Thanks for the update @mreyescdl.

Stage:

oneshare_ark: Collection description in the UI is, "DCXL ARK Minter". The only unique user, besides Mark, Terry and I is a "Data Up User". There are no objects in the collection. No longer needed, imo.
oneshare_ark_only: I don't see entries in LDAP or the UI for this in Stage, or it's ".orig" profile. Appears in Prod.
oneshare_dataup_content: This has a dataone_dash_submitter user, but there are no objects in the collection. Also, the ".orig" profile doesn't have entries in LDAP. I doubt this collection is needed either.
dataone_demo_content: The most recent object dates to 2018. No submitter user is associated with the collection in LDAP. No longer needed, imo.
dataone_dash_content: Scott submitted the last couple of objects here to test Datacite updates, back in May 2019. Probably not needed anymore; but maybe check with him.
dataone_dcxl_content: Has no LDAP entries; no longer needed.

Prod: @marisastrong please chime in on these (and Stage). I'm only noting LDAP and object status:

oneshare_ark_only: Description in UI is "ONEShare ARK minter". The DCXL user is on this collection, along with Mark, Terry, Eric. No objects in the collection. Thinking it's no longer needed.
oneshare_dataup_content: There is dataone_dash_submitter associated with this; last submission 2018.
demo_dataone_content: No submitter user in LDAP; No objects
dataone_dash_content: dataone_dash_submitter associated; last update July 31, 2020.

Based on Stage results, I'm comfortable with removing all of these collections except dataone_dash_content (check in with Scott). With the exception of demo_dataone_content, I assume we'll want to hang onto the production collections for a little while.

marisastrong commented 4 years ago

My understanding is that collections with the _content suffix are how collections are referred to within Merritt but to how they are referred is unknown to me. Given that the following

dataone_dash_content
oneshare_dataup_content

have dataone_dash_submitter associated with them and have seen fairly recent activity, I would keep the production and stage collections around until it's understood how we are referring to them.

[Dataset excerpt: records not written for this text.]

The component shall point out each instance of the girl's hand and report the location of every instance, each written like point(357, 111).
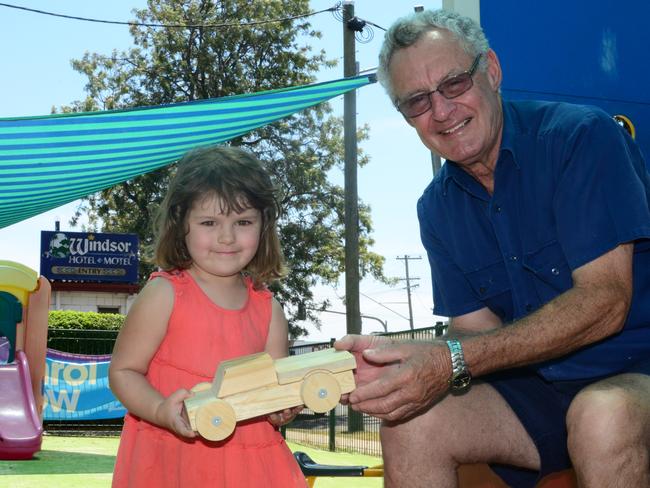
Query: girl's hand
point(170, 414)
point(283, 417)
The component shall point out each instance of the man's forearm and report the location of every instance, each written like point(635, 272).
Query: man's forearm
point(572, 320)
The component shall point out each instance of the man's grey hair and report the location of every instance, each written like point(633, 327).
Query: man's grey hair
point(407, 30)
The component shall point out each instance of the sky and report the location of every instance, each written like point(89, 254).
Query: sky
point(37, 75)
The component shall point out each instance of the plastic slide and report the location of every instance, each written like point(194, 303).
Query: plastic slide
point(20, 425)
point(24, 303)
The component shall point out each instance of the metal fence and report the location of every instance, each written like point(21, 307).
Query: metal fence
point(341, 429)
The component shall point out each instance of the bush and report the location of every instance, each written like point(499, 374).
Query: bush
point(70, 319)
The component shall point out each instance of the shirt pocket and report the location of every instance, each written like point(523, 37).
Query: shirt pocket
point(550, 270)
point(492, 287)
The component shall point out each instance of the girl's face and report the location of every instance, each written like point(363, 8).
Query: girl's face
point(221, 244)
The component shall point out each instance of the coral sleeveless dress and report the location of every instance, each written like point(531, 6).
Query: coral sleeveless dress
point(201, 334)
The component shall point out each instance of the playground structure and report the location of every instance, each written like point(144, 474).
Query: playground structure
point(254, 385)
point(24, 305)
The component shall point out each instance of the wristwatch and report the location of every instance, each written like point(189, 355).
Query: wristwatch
point(460, 376)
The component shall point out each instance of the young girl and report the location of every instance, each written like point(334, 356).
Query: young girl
point(218, 246)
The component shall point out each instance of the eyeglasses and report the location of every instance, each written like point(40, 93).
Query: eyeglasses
point(450, 88)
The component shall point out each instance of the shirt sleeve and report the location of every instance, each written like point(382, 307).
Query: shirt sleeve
point(454, 296)
point(602, 197)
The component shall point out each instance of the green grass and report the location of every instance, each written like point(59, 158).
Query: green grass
point(87, 462)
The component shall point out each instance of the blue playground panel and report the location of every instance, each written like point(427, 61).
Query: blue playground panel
point(578, 51)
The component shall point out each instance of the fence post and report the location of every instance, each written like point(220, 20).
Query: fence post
point(332, 430)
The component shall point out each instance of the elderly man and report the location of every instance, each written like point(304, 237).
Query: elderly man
point(537, 230)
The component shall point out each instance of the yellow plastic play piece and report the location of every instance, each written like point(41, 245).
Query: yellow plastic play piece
point(18, 279)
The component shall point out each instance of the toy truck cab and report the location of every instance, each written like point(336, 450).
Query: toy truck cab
point(254, 385)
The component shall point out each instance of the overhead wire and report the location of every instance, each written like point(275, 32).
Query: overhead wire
point(172, 26)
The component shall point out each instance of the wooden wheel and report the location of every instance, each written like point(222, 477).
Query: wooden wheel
point(206, 385)
point(320, 392)
point(216, 420)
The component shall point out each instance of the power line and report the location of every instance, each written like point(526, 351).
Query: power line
point(382, 305)
point(174, 26)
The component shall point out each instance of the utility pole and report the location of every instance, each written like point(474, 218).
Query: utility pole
point(352, 305)
point(352, 275)
point(408, 284)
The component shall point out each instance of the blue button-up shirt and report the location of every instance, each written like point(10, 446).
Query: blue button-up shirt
point(569, 185)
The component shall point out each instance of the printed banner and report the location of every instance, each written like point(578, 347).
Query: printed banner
point(76, 388)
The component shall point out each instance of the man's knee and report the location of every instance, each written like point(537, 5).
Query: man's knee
point(604, 420)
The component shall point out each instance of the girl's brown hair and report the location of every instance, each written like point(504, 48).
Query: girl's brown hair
point(238, 179)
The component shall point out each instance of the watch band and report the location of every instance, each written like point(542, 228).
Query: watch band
point(460, 377)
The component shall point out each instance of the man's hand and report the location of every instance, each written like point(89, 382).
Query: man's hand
point(396, 380)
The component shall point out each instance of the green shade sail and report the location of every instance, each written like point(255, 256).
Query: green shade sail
point(52, 160)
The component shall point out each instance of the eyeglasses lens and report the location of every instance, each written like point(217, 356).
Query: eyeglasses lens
point(451, 88)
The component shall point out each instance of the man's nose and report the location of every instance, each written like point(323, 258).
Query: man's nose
point(441, 107)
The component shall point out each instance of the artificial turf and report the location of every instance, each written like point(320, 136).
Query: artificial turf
point(87, 462)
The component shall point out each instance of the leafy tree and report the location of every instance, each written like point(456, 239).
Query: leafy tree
point(203, 60)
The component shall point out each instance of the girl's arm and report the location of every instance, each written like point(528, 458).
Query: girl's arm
point(277, 342)
point(277, 345)
point(143, 331)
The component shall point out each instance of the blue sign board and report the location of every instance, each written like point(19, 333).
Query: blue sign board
point(580, 51)
point(89, 256)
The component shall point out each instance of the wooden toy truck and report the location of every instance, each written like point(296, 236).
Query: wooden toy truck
point(254, 385)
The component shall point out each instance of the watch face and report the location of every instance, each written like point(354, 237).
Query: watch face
point(461, 381)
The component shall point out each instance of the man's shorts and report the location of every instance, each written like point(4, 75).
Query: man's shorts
point(541, 406)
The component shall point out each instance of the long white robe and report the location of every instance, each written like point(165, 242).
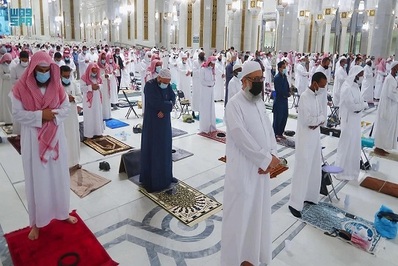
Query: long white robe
point(5, 89)
point(93, 121)
point(349, 147)
point(386, 131)
point(71, 125)
point(219, 85)
point(207, 119)
point(246, 224)
point(47, 186)
point(339, 78)
point(306, 180)
point(368, 84)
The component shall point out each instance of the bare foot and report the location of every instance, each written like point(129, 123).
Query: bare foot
point(34, 233)
point(71, 219)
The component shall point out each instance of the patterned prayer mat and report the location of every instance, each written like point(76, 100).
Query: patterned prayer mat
point(83, 182)
point(381, 186)
point(59, 243)
point(15, 142)
point(107, 145)
point(175, 132)
point(392, 156)
point(188, 205)
point(274, 173)
point(7, 129)
point(214, 135)
point(325, 217)
point(179, 154)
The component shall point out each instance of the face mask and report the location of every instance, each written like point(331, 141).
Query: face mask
point(65, 80)
point(257, 88)
point(163, 85)
point(157, 69)
point(42, 77)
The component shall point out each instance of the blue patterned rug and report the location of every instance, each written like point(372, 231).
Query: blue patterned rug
point(325, 216)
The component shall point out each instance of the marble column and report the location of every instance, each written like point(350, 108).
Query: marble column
point(343, 37)
point(383, 27)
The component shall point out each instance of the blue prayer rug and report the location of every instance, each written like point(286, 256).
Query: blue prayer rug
point(326, 217)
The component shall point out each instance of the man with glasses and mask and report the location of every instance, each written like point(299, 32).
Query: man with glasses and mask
point(40, 105)
point(156, 150)
point(306, 180)
point(251, 155)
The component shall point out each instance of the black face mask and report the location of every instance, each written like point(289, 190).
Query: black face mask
point(257, 88)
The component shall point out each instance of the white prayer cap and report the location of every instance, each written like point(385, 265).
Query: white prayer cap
point(236, 66)
point(165, 73)
point(250, 67)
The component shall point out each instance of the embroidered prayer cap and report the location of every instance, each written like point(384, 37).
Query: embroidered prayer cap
point(250, 67)
point(165, 73)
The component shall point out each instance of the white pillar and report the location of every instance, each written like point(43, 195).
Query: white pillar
point(343, 38)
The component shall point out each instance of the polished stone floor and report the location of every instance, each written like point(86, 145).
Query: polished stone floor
point(135, 231)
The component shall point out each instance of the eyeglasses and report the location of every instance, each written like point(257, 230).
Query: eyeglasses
point(256, 79)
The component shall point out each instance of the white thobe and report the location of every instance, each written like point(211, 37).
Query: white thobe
point(339, 78)
point(234, 86)
point(246, 225)
point(368, 84)
point(220, 81)
point(386, 131)
point(47, 186)
point(207, 119)
point(5, 89)
point(349, 147)
point(184, 81)
point(306, 180)
point(71, 125)
point(93, 121)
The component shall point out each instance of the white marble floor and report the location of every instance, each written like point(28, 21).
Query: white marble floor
point(135, 231)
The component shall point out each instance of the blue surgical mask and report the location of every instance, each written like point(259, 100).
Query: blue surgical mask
point(43, 77)
point(163, 85)
point(65, 80)
point(158, 68)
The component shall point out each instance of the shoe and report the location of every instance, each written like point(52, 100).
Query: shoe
point(295, 212)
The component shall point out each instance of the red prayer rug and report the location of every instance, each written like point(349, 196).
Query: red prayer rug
point(59, 243)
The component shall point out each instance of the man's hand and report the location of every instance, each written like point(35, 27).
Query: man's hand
point(48, 115)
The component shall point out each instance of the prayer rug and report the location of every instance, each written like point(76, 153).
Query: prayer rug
point(175, 132)
point(75, 243)
point(274, 173)
point(107, 145)
point(188, 205)
point(326, 217)
point(392, 156)
point(381, 186)
point(213, 135)
point(7, 129)
point(15, 142)
point(83, 182)
point(179, 154)
point(114, 123)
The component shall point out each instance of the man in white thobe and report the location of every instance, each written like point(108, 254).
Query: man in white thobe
point(251, 154)
point(306, 180)
point(386, 126)
point(351, 106)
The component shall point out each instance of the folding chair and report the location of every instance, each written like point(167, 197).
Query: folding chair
point(333, 118)
point(184, 103)
point(131, 105)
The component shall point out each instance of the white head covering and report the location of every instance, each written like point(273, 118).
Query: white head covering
point(250, 67)
point(165, 73)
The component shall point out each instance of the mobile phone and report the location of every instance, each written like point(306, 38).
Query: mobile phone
point(349, 215)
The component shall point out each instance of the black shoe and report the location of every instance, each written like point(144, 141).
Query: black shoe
point(295, 212)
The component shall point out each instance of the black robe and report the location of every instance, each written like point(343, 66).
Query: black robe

marisastrong commented 3 years ago

Here are some notes from Matt Jones/DataONE for steps that need to occur before we decommission the Member Node hosted at CDL

As DataONE is concerned about long-term access to data and persistence of published identifiers, we don't delete the old records and associated identifiers, so if people cited or bookmarked a particular identifier, it will continue to resolve. What this means for the repo is that best practice would involve:

1) Make a copy of all existing objects from Merritt to Dryad, maintaining the same identifiers and object checksums 2) for each object, change the authoritativeMN field to point to Dryad -- which gives Dryad admin control over everything 3) if you plan to replace the existing data and metadata with new versions that follow Dryad metadata practices, mark the new data and metadata objects as replacements of the old ones (via the obsoletes field), so that DataONE knows that you have published new versions and will surface only the new versions in search.

At that point, we can mark the old Merritt node as down, and any new requests for that data would point at Dryad.

Dryad itself is not currently being harvested in DataONE after the switch off of DSpace. Still not getting harvesting to work for Dryad using their schema.org entries at Dryad. Dryad is now publishing the schema.org, but DataONE needs to harvest. Dryad also has this same issue with obsoleting the old content correctly as well.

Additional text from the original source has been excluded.